Outcome Weighted event rates RRR (95% CI) NNT (CI)
Acetylcysteine Placebo
Contrast nephropathy† 7% 18% 56% (12 to 78) 10 (6 to 35)

*Abbreviations defined in Glossary; RRR, NNT, and CI calculated from data in article using a random-effects model.
†Increase in serum creatinine ≥ 44.2 µmol/L or 25% increase from baseline values.


Commentary

Since the initial report in 2000 (1), prophylactic use of acetylcysteine, in combination with intravenous saline, has become the standard of care to prevent contrast nephropathy. This medication is particularly attractive because it is inexpensive and well tolerated, and no study has shown substantial toxicity associated with its use. The presumed method of action is to prevent tubular damage related to reactive oxygen molecules, although the exact mechanism of contrast nephropathy remains unclear. Just as unclear has been the true usefulness of acetylcysteine, as many studies have shown limited benefit.

Birck and colleagues have attempted to better define the efficacy of acetylcysteine, and their meta-analysis showed a benefit associated with its use. Despite the positive findings, however, the true clinically meaningful benefit of acetylcysteine remains unclear. Specifically, is a 25% increase in serum creatinine level an important enough endpoint (compared with acute renal failure requiring dialysis or prolonged hospitalization)? Also, as Birck and colleagues noted, publication bias may be present, limiting the number of negative studies available for analysis.
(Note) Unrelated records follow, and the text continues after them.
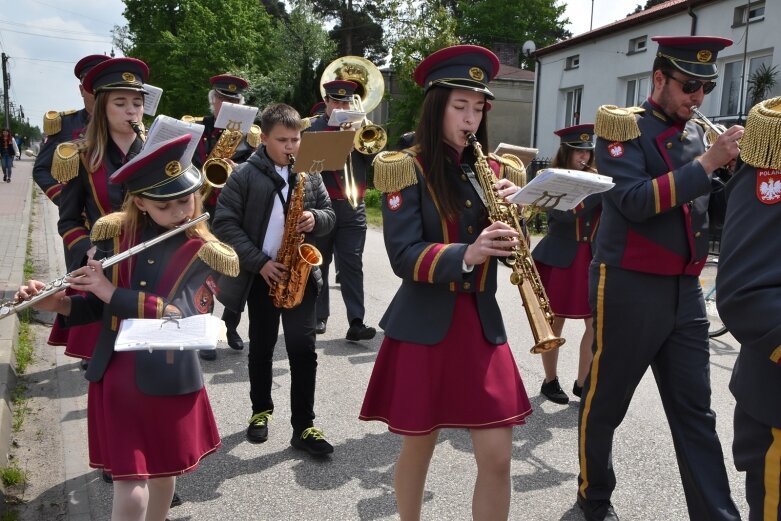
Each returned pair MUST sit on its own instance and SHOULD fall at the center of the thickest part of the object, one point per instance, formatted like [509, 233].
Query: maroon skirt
[136, 436]
[462, 382]
[567, 288]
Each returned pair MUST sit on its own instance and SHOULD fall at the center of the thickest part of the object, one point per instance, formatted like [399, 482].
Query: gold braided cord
[107, 227]
[220, 257]
[393, 171]
[617, 124]
[760, 145]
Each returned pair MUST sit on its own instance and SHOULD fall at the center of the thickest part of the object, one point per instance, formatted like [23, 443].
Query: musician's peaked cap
[468, 67]
[162, 174]
[578, 136]
[692, 55]
[84, 65]
[117, 74]
[230, 87]
[340, 90]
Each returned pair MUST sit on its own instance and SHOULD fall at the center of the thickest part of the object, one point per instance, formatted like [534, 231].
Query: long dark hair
[428, 137]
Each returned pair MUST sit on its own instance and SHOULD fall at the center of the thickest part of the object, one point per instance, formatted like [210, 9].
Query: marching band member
[644, 289]
[348, 237]
[445, 361]
[64, 126]
[749, 289]
[563, 256]
[85, 166]
[225, 88]
[251, 216]
[149, 417]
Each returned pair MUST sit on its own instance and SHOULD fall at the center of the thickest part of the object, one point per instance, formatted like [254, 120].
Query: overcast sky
[45, 38]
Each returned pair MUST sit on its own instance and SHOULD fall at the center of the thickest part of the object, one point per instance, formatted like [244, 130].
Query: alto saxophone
[297, 256]
[524, 274]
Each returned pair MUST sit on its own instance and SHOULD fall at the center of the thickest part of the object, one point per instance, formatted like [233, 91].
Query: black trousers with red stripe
[757, 452]
[643, 320]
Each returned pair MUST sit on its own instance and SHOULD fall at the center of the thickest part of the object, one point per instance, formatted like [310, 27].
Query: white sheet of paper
[165, 127]
[195, 332]
[339, 117]
[151, 99]
[238, 117]
[561, 189]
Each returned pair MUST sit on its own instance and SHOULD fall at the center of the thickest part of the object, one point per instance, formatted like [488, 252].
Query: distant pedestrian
[8, 151]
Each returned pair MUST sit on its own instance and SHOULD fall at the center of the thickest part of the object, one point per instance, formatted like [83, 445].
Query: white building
[611, 65]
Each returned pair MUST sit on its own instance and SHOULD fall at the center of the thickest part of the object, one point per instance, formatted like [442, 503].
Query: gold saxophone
[216, 169]
[524, 274]
[297, 256]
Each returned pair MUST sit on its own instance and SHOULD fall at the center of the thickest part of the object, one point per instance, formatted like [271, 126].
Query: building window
[639, 44]
[732, 80]
[749, 14]
[572, 99]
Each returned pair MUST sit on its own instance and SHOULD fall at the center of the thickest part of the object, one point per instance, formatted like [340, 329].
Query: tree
[185, 42]
[487, 22]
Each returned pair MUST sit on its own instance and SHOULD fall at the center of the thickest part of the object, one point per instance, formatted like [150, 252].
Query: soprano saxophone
[524, 274]
[297, 256]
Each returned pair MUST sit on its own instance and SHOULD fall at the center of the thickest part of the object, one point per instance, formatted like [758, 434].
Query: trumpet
[15, 306]
[716, 129]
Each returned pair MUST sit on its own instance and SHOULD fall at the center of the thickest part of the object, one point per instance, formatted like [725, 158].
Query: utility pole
[6, 86]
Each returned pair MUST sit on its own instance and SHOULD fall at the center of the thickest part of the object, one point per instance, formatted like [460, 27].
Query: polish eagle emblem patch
[769, 186]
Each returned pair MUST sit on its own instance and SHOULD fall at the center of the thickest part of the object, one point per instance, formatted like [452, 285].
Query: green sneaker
[257, 432]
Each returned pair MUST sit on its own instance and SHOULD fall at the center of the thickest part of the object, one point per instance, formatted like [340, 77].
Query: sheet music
[233, 114]
[151, 99]
[195, 332]
[165, 127]
[561, 189]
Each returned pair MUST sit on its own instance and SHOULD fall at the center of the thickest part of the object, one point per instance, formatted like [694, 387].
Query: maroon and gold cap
[117, 74]
[84, 65]
[578, 136]
[468, 67]
[162, 174]
[692, 55]
[230, 87]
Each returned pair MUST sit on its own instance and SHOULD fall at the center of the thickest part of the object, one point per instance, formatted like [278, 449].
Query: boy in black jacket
[250, 217]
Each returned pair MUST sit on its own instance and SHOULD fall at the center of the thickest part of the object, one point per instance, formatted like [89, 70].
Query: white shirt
[276, 223]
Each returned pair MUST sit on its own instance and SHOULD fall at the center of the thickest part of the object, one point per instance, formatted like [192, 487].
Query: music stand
[323, 151]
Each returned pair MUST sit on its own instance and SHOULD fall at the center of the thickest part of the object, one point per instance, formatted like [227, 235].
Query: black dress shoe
[360, 331]
[553, 392]
[208, 354]
[320, 327]
[234, 340]
[597, 509]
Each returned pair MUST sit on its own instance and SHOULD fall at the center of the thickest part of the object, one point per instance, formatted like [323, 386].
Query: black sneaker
[257, 432]
[208, 354]
[234, 340]
[312, 440]
[360, 331]
[320, 326]
[553, 392]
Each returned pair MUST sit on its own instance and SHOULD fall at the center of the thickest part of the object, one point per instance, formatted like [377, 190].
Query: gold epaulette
[616, 123]
[52, 121]
[107, 227]
[760, 145]
[394, 170]
[253, 136]
[220, 257]
[511, 168]
[65, 162]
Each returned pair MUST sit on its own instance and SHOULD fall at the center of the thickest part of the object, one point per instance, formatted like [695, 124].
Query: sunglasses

Finally, aggressive saline hydration by itself appears to be very effective (2), but whether it adds to, or diminishes, the effects of acetylcysteine has not been thoroughly studied.

Despite these limitations, this analysis provides the strongest reason yet to use prophylactic acetylcysteine, particularly in light of the > 50% relative risk reduction in contrast nephropathy. As a result, the present standard of care should probably include acetylcysteine, 600 mg twice per day, given the day before and the day of the procedure, with intravenous normal saline for several hours before and after radiocontrast administration. This should be done in all patients with an elevated serum creatinine level.

Gregory K. Buller, MD
St. Mary's Hospital
Waterbury, Connecticut, USA


References

1. Tepel M, van der Giet M, Schwarzfeld C, et al. Prevention of radiographic-contrast-agent-induced reductions in renal function by acetylcysteine. N Engl J Med. 2000;343:180-4. [PubMed ID: 10900277]

2. Trivedi HS, Moore H, Nasr S, et al. A randomized prospective trial to assess the role of saline hydration on the development of contrast nephrotoxicity. Nephron Clin Pract. 2003;92:C29-34.